Nvidia H200 GPUs

General Information

The Nvidia H200 GPUs are a significant investment by several contributor projects and the Faculty of Science and Engineering (FSE).

The H200 resource is aimed at high memory machine learning/AI applications and other very GPU-optimised computations.

Before requesting H200 access, please consider whether our general access GPUs (L40S and A100) may be sufficient for your task as they are more numerous and may have similar performance depending on the application.

Details on who can apply for access (and how) are given below.

You must already have CSF3 access to apply to use the H200 GPUs. If you do not yet have a CSF account, request CSF3 access first and familiarise yourself with CSF3 environment before requesting H200 access.

H200 hardware

4x GPU compute nodes

  • Dell PowerEdge XE9680 6U chassis
  • 8x NVIDA H200 with 141 GB VRAM (HGX)
  • 2x Intel Xeon Platinum 8562Y+ 2.8G, 32 Core CPUs, HT disabled (Emerald Rapids)
  • 1.5 TB RAM
  • 7.5 TB NVme storage (localscratch)
  • 8x 100 Gbit Ethernet ports

Additional scratch Storage

  • Dell PowerStore 3200Q, plus expansion enclosure
  • 230 TB of allocatable storage
  • Low-level data deduplication for efficiency
  • 4x 100 Gbit Ethernet ports

Networking

  • Two 100GbE switches connecting the H200 nodes and storage to each other, and to the wider CSF3 network.

Access policy

Only members of H200 contributing projects, and staff or PGDR members of FSE, with an evidenced need for H200 GPUs, may use the H200 partitions.

Members of contributing projects must be approved by the project PI.

Members of FSE who are not part of a contributing project must go through a lightweight application process (see below).

There is no provision for general access by members of faculties other than FSE.

Undergraduates and postgraduate taught students (e.g. Masters) are not eligible for access.

Requesting Access

Provided you meet the access criteria (see above), please raise a Connect Portal request of type: ‘Request access to HPC/HTC’ and enter ‘H200’ in the ‘Service Required’ box.

  • If you are a member of a H200 contributing project, provide the name of the project in the “Additional information” field and ensure the project PI is named.
  • If you are a member of Staff or a PGDR in the FSE, but not part of a contributor project, please provide your PI/line manager/supervisor and state “Applying as a member of FSE” in the “Additional information”. You will then be contacted via the ticket to initiate the lightweight application process.

Running H200 jobs

There are two Slurm partitions:

  • gpuH – for batch jobs
  • gpuH_short – for short-wallclock batch and interactive jobs

In either partition, each GPU can be requested with 1-8 CPU-cores (the default is 1 CPU-core per GPU if unspecified) and your job will be allocated 24GB of host RAM per CPU-core.
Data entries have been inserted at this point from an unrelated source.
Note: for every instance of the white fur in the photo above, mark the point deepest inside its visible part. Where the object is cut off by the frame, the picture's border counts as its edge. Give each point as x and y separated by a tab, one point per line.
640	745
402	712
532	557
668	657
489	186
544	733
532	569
For example:

  • 1 x GPU job with 8 CPU-cores will have 141 GB VRAM (GPU mem) and 192 GB RAM (host mem)
  • 8 x GPU job with 64 CPU-cores will have 1.1 TB of VRAM (GPU mem) and 1.5 TB of RAM (host mem)

Using the account code

In addition to specifying the partition, all H200 jobs require a Slurm account code.

If your access is approved, you will be sent an account code, which is used in your job scripts like:

#SBATCH --account the-account-name            # or use the -A short-form flag
If you work in more than one project involving H200, you may have more than one H200 account code.

It is your responsibility to use the correct account code for each job.

There may be financial consequences for the University if the funder audits a project and accounting is incorrect e.g. the project shows no H200 use because you’ve incorrectly been running jobs in another account.

If you run batch jobs on the A100 or L40S GPU partitions, you should comment out or remove the H200 account code.

Job Priority and resource limits

The Slurm job priority (fairshare) is set in proportion to the investment made, but may be calibrated to maximise utilisation of the GPUs.

Default simultaneous use limits for both gpuH and gpuH_short partitions:

Account type Max H200 GPUs in use per user Max running jobs per user Max H200 GPUs per Account
Contributing project 8 4 16
FSE general 1 1 16

Note 1: For contributing projects, the above limits mean it is not possible for one user to have eight single-GPU jobs running. The H200 hardware is aimed at multi-GPU work, and so the limits ensure more resource is made available to multi-GPU jobs. Hence, it is possible to have four 2-GPU jobs running or one 8-GPU job running.

Note 2: There are no limits on the number of jobs you can submit. The batch system will run your jobs within the above limits, but you can queue up as many jobs as you like.

Software

All GPU enabled software that is available on CSF3 is available to H200 GPUs – please see the general GPU documentation for more detail.

If you manage your own software environment, e.g. with Conda, check that the versions of CUDA toolkit etc. you are using are built to take advantage of the H200 architecture.

H200 additional scratch storage

This scratch storage location is provided to maximise file I/O for H200 jobs and is available in addition to the CSF3-wide scratch filesystem on ~/scratch.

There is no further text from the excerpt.